I gol dell’italo-marocchino decisivi per allontanare i play out La Vastese sorride. I marsicani pronti per la promozione 

CHIETI. Fattore El Ouazni. Due gol consecutivi, tanto belli quanto pesanti per la corsa salvezza. Senza l’infortunato Fabrizi, il Chieti ha trovato il suo nuovo bomber. Prima il gol vittoria con il Matese, poi quello decisivo per il pari con la Sambenedettese: in cinque giorni l’attaccante italo-marocchino ha risollevato le sorti dei neroverdi con due perle che hanno fruttato quattro punti. Pesantissimi per scacciare l’incubo play out, che era tornato a spaventare l’ambiente dopo il tracollo a Castelfidardo e Castelnuovo. Con gli ultimi due risultati positivi, il Chieti torna a respirare perché ha cinque punti di vantaggio sui play out a sette giornate dalla fine, in attesa dei recuperi delle dirette concorrenti.
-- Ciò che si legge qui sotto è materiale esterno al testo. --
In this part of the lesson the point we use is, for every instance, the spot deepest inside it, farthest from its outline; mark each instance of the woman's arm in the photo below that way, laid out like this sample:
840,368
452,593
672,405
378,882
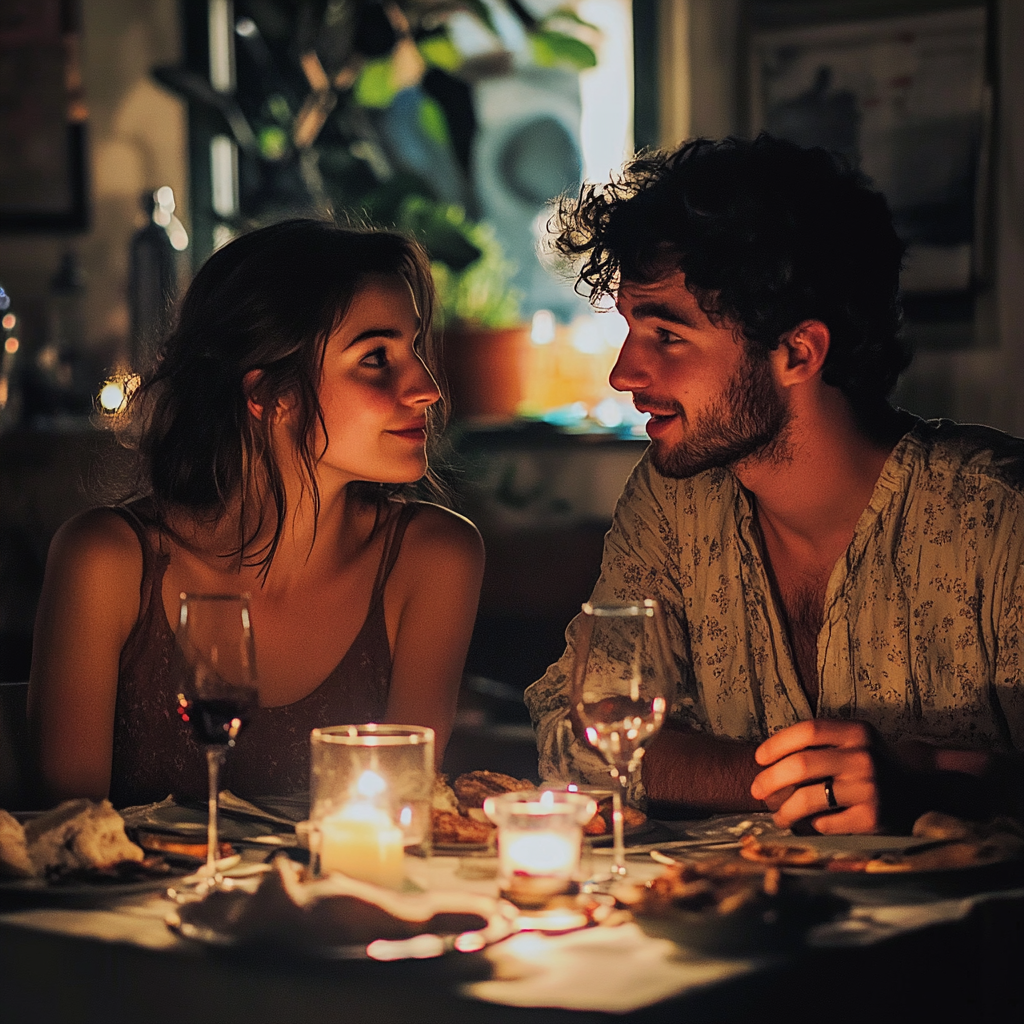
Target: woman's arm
89,603
430,607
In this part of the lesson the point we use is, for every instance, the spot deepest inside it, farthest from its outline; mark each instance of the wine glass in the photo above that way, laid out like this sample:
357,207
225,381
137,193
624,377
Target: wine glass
217,691
621,691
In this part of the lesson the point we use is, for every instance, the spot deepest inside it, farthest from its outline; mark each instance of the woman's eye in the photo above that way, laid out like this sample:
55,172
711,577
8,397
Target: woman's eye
377,359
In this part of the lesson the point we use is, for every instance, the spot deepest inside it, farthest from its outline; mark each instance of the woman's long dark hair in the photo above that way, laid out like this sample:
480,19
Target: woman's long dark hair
266,301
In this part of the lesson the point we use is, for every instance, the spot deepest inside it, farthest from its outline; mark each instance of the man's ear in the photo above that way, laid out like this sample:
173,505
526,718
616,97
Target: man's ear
801,352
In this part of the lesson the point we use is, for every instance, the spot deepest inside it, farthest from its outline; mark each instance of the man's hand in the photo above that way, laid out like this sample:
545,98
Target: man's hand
804,757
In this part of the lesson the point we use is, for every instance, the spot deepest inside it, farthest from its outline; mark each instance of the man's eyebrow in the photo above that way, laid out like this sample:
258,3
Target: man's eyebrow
658,310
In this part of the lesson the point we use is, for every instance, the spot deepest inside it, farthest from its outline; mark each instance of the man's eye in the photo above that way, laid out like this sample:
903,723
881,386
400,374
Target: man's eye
377,359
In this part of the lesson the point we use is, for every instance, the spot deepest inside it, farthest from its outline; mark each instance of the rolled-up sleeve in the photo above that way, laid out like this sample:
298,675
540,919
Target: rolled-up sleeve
640,560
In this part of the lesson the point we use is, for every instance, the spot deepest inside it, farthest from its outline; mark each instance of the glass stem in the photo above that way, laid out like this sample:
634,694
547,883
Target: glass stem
617,842
214,759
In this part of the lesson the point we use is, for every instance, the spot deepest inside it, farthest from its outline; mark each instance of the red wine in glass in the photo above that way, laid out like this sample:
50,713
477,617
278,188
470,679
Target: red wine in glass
217,688
216,720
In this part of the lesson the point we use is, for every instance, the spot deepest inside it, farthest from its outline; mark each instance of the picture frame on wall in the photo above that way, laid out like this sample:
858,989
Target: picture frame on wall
908,100
43,185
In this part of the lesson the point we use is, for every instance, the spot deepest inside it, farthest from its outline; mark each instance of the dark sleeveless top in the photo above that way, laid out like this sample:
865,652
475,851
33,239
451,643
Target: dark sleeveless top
154,752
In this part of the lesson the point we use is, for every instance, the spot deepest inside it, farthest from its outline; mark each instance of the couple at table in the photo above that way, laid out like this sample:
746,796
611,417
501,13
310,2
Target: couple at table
843,581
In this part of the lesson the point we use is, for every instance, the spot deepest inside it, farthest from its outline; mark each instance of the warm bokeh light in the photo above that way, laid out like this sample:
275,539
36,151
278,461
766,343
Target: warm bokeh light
112,397
115,392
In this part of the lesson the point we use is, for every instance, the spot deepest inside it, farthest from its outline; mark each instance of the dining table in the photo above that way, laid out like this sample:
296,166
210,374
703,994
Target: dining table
946,946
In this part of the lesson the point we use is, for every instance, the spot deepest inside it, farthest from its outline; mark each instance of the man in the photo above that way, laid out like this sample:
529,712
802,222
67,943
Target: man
843,582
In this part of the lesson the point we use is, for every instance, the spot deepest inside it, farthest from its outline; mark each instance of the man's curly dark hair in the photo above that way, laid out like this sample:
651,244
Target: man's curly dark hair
768,235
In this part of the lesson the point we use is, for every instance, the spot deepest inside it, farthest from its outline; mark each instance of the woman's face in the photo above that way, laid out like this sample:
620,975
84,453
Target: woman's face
375,389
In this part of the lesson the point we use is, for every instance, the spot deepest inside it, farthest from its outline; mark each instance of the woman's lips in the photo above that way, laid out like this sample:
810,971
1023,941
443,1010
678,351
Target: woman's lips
416,434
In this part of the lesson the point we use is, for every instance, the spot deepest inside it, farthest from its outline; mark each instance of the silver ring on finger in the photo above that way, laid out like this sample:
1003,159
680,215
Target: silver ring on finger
830,795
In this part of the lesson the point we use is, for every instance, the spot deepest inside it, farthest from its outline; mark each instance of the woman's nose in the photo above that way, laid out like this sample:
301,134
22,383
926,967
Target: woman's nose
629,373
422,388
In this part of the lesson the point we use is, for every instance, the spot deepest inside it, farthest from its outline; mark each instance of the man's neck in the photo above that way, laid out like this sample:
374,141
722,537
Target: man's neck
808,503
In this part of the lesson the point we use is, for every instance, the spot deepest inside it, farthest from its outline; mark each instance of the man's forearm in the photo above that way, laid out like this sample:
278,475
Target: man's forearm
698,773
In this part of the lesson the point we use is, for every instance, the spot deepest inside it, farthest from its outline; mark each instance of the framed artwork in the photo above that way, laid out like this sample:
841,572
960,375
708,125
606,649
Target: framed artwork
906,99
42,118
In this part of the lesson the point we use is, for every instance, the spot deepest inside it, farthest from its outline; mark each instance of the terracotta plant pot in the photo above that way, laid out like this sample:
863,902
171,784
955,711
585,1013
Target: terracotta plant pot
485,370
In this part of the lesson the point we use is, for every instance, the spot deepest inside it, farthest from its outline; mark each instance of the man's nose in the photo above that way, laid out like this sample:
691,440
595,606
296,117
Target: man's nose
630,373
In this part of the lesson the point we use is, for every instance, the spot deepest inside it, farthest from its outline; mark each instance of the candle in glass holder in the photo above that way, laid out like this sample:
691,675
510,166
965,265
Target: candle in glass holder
361,841
371,787
539,841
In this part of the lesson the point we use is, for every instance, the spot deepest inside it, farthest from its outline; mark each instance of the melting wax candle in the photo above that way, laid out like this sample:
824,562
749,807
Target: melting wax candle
361,841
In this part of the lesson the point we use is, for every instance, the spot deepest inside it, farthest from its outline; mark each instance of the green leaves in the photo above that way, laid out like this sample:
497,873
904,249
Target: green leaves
433,122
552,49
376,86
439,51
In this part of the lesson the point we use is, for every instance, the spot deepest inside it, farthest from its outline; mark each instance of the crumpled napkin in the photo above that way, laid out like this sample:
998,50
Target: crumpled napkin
614,969
334,911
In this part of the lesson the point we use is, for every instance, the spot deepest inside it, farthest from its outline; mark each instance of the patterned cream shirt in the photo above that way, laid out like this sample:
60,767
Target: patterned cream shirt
922,634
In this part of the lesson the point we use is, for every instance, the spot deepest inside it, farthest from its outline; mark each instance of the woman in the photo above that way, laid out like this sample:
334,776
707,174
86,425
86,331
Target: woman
291,401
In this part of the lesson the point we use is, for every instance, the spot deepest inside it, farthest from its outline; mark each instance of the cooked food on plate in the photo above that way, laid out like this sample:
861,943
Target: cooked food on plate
77,839
473,787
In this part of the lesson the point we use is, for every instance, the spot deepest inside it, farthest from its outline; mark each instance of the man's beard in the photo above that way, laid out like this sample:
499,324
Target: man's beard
751,419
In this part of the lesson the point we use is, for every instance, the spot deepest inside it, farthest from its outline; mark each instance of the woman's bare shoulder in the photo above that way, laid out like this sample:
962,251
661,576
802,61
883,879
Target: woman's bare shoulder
96,541
434,526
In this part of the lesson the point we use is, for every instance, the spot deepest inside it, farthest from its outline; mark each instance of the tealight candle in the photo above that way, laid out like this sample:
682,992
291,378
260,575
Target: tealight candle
539,840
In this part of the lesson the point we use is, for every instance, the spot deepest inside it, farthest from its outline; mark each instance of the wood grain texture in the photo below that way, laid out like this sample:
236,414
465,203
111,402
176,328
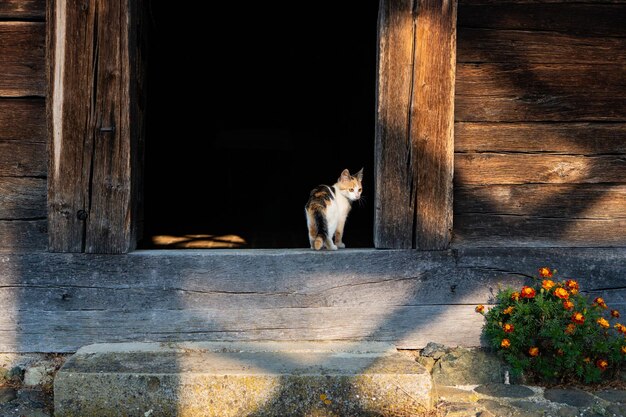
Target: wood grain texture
108,225
509,46
537,92
432,122
23,235
23,9
19,159
23,198
23,63
92,150
493,168
478,230
558,138
70,120
23,120
394,156
414,126
59,302
586,19
565,201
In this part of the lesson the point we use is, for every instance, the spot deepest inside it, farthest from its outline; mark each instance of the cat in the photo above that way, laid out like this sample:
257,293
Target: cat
328,208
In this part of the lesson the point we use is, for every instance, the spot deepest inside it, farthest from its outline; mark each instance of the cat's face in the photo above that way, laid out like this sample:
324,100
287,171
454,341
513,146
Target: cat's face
350,185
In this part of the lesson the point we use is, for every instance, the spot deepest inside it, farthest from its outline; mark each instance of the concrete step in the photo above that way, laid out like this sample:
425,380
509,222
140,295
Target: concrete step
241,379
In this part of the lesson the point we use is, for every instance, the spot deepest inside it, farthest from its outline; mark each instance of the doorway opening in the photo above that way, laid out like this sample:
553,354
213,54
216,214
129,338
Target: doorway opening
274,100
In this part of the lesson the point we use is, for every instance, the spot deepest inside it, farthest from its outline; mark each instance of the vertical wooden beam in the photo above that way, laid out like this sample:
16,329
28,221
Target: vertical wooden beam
432,121
414,123
93,149
395,179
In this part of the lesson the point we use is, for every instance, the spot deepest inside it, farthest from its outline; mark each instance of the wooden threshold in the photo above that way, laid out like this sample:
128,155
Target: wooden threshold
58,302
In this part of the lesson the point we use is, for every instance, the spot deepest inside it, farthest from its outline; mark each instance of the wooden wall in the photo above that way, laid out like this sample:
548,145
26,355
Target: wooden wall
23,138
540,123
58,302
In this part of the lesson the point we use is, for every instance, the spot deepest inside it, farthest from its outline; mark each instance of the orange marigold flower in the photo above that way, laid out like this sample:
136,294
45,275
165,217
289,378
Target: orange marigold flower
603,323
545,272
599,301
528,292
572,286
561,293
578,318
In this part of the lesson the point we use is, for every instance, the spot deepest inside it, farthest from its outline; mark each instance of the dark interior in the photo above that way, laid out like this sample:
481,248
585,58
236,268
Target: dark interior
272,100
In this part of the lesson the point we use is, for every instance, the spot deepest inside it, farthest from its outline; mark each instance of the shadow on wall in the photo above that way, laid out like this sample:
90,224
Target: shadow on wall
561,149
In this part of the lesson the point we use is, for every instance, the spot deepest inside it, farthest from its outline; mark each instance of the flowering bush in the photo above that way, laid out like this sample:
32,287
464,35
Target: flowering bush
551,332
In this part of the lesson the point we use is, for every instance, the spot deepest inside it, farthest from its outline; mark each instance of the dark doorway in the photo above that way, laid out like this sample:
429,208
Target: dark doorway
251,105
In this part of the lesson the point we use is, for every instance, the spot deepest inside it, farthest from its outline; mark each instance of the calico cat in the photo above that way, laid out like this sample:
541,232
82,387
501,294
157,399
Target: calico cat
328,208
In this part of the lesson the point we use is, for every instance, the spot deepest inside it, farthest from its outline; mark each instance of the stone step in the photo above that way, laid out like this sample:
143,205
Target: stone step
241,379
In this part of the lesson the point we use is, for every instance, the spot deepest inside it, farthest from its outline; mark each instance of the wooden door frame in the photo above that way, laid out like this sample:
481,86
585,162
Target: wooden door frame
95,118
96,124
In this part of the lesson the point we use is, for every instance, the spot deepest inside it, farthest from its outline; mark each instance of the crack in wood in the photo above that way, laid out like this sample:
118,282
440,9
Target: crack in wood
382,281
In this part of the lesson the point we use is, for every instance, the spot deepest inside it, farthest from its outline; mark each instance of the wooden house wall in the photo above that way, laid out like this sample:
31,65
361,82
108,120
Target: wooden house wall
540,132
23,138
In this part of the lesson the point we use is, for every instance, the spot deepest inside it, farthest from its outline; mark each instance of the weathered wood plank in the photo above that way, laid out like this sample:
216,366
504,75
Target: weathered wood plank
499,92
23,9
23,120
507,46
67,331
494,168
561,138
58,302
23,63
23,198
590,18
18,235
394,158
573,201
486,230
110,220
23,159
71,121
432,122
93,151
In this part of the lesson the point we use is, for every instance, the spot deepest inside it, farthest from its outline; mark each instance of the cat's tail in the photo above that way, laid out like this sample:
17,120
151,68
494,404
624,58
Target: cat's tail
322,230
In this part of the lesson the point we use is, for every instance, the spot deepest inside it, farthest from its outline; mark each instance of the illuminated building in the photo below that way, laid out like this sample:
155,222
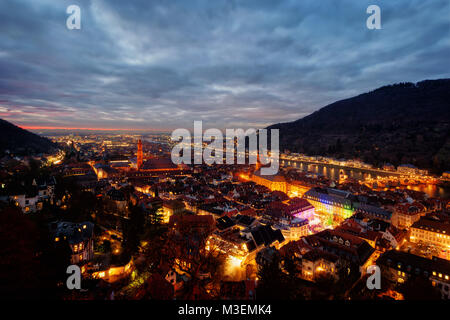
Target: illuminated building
172,207
398,266
114,273
140,156
332,202
431,232
316,263
272,182
294,229
79,236
405,214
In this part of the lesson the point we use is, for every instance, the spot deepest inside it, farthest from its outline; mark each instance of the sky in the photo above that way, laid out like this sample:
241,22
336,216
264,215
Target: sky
160,65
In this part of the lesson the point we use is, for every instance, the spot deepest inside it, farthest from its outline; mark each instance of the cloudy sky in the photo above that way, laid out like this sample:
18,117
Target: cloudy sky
156,64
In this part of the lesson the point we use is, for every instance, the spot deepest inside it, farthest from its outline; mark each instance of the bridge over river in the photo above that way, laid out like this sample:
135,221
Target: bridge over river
332,171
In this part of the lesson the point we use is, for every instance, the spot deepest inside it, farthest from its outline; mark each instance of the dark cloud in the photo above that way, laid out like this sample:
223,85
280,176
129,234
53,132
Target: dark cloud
163,64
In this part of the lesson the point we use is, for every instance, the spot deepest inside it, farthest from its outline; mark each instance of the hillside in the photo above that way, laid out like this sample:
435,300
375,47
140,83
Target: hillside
401,123
22,142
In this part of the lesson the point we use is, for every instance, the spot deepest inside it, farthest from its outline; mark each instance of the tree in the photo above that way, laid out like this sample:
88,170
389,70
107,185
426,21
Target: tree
417,288
132,230
19,265
273,283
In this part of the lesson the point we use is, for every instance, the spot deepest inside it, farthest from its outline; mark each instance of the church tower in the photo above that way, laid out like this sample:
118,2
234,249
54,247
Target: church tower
140,156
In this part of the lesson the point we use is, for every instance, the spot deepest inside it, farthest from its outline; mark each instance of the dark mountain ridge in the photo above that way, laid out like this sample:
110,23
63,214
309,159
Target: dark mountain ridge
22,142
400,123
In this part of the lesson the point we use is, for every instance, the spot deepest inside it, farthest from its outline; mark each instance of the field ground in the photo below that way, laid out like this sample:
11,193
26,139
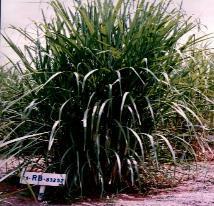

Domani, alle 15, ce ne saranno due: Porto d’Ascoli-Alto Casertano e, soprattutto, Montegiorgio-Nereto con i marchigiani che hanno esonerato Mengo e affidato la panchina a Brini. Il Chieti sarà spettatore interessato e nel frattempo prepara il derby di domenica a Notaresco. Fabrizi sarà ancora il grande assente, ma Lucarelli può contare sullo straordinario stato di forma di Bruno El Ouazni, che va a caccia del quarto sigillo in maglia neroverde. Eppure la sua avventura con i teatini non era iniziata nel migliore dei modi. Arrivato il 30 dicembre, per l’ex Matese solo panchine, pochi minuti giocati e un gol col Vastogirardi nelle prime otto partite. La svolta con l’infortunio di Fabrizi che gli ha permesso di giocare titolare nelle ultime tre gare, trasformando i mugugni dei tifosi in applausi con due gol decisivi. Restando in casa teatina, ieri è arrivata la notizia della morte di Giovanni Tiberi, ex attaccante neroverde in C1 nella stagione 1992-1993, stroncato da un malore a 49 anni.
Buon momento per la Vastese, a -2 dai play off dopo la vittoria con il Pineto. Una giornata macchiata dagli infortuni di Monza e Diallo e dalle dichiarazioni del presidente Bolami che ha confermato di lasciare a giugno la società, lasciando tanta incertezza sul futuro biancorosso. Ancora più grave l’infortunio di Paoli, centrocampista del Pineto uscito dal campo in ambulanza dopo un violento scontro di gioco con il compagno di squadra Bosco. Paoli sarà operato ad Ancona nel reparto di chirurgia maxillo-facciale: per lui stagione finita.
In Eccellenza, il consiglio direttivo della Figc Abruzzo, per consentire il recupero delle partite ancora non disputate, ha disposto lo slittamento delle partite del 16 aprile al 24 aprile. Conseguentemente il 24 aprile si disputerà la 15esima giornata di ritorno, con le successive a seguire e la fine del campionato slitta all’8 maggio. Questi i recuperi: domani Penne-Sambuceto, il 16 aprile Alba-Adriatica-Penne e il 20 Penne-Avezzano. I marsicani preparano la festa promozione e domenica hanno il primo match point per la serie D. Per brindare, la capolista deve battere il Cupello in casa e sperare nella contemporanea sconfitta dell’Aquila a Pontevomano e della non vittoria del Giulianova col Montesilvano.
Ore concitate in casa Delfino Curi Pescara: il tecnico Guglielmo Bonati, assente in panchina nell’ultima partita, sta meditando l’addio. I prossimi giorni saranno decisivi per capire il futuro dell’allenatore biancazzurro.